The transit system, which has rail lines extending to each major point of the compass, recently decided it had to do something about its elevators. For decades, it’s been bedeviled by people who’ve relieved themselves in elevators and stairwells. The damage caused by urine was both physical — over time, it can erode surfaces — and mental: A site smelling of urine feels unsafe.

Enter Tom Beebe, MARTA’s director of vertical transportation, aka the man in charge of escalators and elevators. MARTA has more than 100 elevators, including at least 80 along its train lines. Each rail elevator, he said, is a target for urine scofflaws.

“It’s a sad thing, yeah,” he said.

Beebe and others began nosing about for a solution and discovered a British manufacturer with just the thing. Its UDD comprises sensors, installed along the base of an elevator, that detect the splash of urine. A hidden camera also watches and waits. When urine splatters, sensors sound an alarm, the camera does its job and the elevator drops to the ground floor. There, presumably, waits one of MARTA’s finest.

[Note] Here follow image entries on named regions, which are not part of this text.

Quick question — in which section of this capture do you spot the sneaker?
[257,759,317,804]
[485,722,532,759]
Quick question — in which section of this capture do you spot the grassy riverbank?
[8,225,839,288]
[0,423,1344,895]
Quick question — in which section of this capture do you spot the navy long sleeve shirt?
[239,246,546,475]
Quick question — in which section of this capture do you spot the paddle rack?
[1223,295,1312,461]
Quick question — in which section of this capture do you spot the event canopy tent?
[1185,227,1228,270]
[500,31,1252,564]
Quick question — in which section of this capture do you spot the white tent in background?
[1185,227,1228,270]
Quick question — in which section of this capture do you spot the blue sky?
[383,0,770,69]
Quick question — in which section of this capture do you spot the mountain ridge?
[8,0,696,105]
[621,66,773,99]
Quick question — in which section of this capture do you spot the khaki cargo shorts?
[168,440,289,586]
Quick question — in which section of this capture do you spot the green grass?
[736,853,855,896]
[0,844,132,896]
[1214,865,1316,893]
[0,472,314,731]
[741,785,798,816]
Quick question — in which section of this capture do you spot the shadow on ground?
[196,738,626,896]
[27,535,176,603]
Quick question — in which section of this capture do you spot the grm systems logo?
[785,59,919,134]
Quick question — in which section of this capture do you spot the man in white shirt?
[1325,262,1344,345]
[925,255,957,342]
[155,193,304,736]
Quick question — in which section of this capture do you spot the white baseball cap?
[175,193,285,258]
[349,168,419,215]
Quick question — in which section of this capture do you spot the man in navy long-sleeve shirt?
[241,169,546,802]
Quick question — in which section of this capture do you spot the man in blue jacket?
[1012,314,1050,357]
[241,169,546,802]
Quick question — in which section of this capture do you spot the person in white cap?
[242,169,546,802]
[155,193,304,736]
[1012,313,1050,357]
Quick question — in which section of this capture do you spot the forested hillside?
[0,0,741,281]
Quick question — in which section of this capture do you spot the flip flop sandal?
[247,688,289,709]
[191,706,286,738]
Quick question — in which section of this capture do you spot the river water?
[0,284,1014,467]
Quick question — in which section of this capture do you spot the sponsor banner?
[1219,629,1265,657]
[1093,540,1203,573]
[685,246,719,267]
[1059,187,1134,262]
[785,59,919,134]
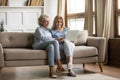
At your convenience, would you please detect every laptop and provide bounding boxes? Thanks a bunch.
[66,30,79,41]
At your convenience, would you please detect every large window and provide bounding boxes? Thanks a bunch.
[67,0,85,30]
[67,0,95,34]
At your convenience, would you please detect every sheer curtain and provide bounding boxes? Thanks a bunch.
[57,0,65,17]
[96,0,114,63]
[84,0,93,36]
[103,0,113,63]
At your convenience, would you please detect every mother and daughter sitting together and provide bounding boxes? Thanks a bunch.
[32,15,76,78]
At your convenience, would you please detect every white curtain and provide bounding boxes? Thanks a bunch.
[84,0,93,36]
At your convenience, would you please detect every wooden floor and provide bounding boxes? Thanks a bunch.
[0,64,120,80]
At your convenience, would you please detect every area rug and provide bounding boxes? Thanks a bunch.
[0,66,120,80]
[31,74,120,80]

The trial UDD cost about $20,000 to install, but Beebe anticipates that per-elevator expense will drop to $10,000 as MARTA puts in 80-plus more along its rail lines.

The test-case elevator, whose location he declined to name, was a favorite of urinators, he said. Then MARTA put in the UDD, plus a sign any bozo can understand: ARMED WITH URINE DETECTION DEVICE. The sign also alerts would-be pee-ers that public urination is considered an act of public indecency, a misdemeanor.

Now? “What used to be a daily occurrence has dropped off,” he said.

The UDD initiative complements Ride With Respect, MARTA’s campaign to make the transit experience more enjoyable. The authority also is installing new arrival signs at some locations and has reopened some rest rooms. MARTA counts more than 420,000 daily boardings on its trains and buses; surely some of those people need to go.

Officials say MARTA is the only transit organization in the nation equipping elevators with urine detectors, but that’s likely to change. Other transportation agencies are taking a close look at how well the Atlanta experiment works.

Russ Wells wishes MARTA’s experiment the best. Friday morning, the Cartersville resident and his son, Curtis, stepped into an elevator at Arts Center in Midtown. It was redolent of pine cleaner and, beneath that scent, something more … well, intense.

“Have you ever been in one of these things when it’s full” of urine? he asked. “It’s not pretty.”

Not the sort of thing a commuter wants to whiff on her daily trek, added Diana Jackson. A College Park resident, she takes the train to her banking job in Midtown. In some places, she said, it’s best to hold your breath.

She was unfamiliar with the detection device, but figures they cannot hurt. They certainly won't affect her, Jackson said.

So, you’re not an elevator urinator, Ms. Jackson?

She laughed.

“Me?” she asked. “Oh no. I’ve never been arrested in my life!”

That brings us back to the alleged peeing perpetrator. Police charged him with public indecency. For him, a different substance has hit the fan.